Gemeinsam die Krise meistern
Hass und Angst lähmen. In diesen Tagen braucht es vor allem Mut und Verständnis.
Es waren herzzerreißende Szenen am vergangenen Sonntag in vielen Altenheimen: Nach Wochen der Trennung standen sich Ehefrauen und Ehemänner, Mütter und Töchter, Väter und Enkel gegenüber. Am Muttertag sprachen sie wieder direkt miteinander, wenn auch zwei Meter voneinander entfernt oder durch eine Acrylglasscheibe getrennt. Videotelefonie oder Briefe waren wichtig, sie sind aber auch immer ein wenig fremd geblieben. Wir Menschen brauchen einander, mit allen Sinnen.
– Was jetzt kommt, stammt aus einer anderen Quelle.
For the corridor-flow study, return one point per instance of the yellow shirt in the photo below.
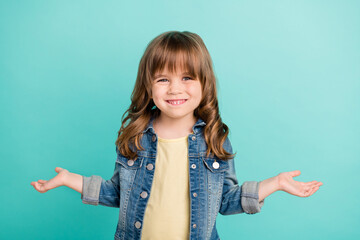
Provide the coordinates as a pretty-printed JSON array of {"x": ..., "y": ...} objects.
[{"x": 167, "y": 214}]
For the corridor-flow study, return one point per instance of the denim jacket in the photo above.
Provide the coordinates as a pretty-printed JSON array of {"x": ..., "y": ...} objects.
[{"x": 213, "y": 187}]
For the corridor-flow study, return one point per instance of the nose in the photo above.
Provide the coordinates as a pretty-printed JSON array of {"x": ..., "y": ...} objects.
[{"x": 175, "y": 87}]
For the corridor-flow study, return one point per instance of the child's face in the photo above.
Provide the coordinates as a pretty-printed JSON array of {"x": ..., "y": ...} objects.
[{"x": 177, "y": 95}]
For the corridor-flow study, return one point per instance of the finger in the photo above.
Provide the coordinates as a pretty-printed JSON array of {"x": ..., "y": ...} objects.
[{"x": 295, "y": 173}]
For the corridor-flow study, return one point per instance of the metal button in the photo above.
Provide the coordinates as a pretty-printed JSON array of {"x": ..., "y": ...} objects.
[
  {"x": 143, "y": 194},
  {"x": 150, "y": 166},
  {"x": 138, "y": 224},
  {"x": 216, "y": 165}
]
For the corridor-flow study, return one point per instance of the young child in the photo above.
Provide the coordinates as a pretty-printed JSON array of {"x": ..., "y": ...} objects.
[{"x": 174, "y": 169}]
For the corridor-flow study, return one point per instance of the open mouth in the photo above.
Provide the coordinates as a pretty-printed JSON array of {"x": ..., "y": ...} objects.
[{"x": 176, "y": 102}]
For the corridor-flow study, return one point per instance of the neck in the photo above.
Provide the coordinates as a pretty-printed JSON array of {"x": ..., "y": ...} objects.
[{"x": 170, "y": 128}]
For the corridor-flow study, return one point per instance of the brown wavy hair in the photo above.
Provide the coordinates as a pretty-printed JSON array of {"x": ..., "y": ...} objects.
[{"x": 172, "y": 50}]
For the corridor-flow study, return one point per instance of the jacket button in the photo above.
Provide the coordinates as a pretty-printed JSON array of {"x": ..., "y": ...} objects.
[
  {"x": 150, "y": 166},
  {"x": 143, "y": 194},
  {"x": 138, "y": 224},
  {"x": 216, "y": 165}
]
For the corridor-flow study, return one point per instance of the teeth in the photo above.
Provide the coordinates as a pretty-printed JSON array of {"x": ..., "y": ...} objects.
[{"x": 177, "y": 102}]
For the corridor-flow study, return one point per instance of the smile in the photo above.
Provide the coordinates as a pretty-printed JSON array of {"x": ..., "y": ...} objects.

Die Aufhebung des strikten Besuchsverbots in Altenheimen und Hospizen war deshalb – genau wie andere Lockerungen auch – menschlich gesehen ein richtiger Schritt.
Ich habe die Hoffnung, dass diese Krise unsere Gesellschaft einen kann. Die meisten von uns konnten die Maßnahmen der Regierung anfangs nachvollziehen, weil sie uns vor einer Ansteckung schützten. Zuletzt sind die Wortgefechte, vor allem in den sozialen Netzwerken, wieder erbitterter geführt worden. Es werden die Rufe der Menschen lauter, die Kontakteinschränkungen und Maskenpflicht als Drangsal erleben. Auf der anderen Seite stehen die, denen die Lockerungen zu weit gehen. Es braucht Mut und viel Verständnis. Angst, Hass und vorschnelle Feindbilder lähmen, machen blind und das Herz eng. Im Neuen
Testament heißt es: „Gott hat uns nicht einen Geist der Verzagtheit gegeben, sondern den Geist der Kraft, der Liebe und der Besonnenheit“(2 Tim 1,7). Ich meine, dieses Wort des Apostels kann den Weg weisen.
Politik braucht die faire Auseinandersetzung, denn sie hat das Wohl aller im Blick. Es werden bessere Zeiten kommen. Wir sehen, auch in die Innenstädte, auf die Spielplätze kehrt das Leben zurück. Gemeinsam können wir diese Krise überwinden.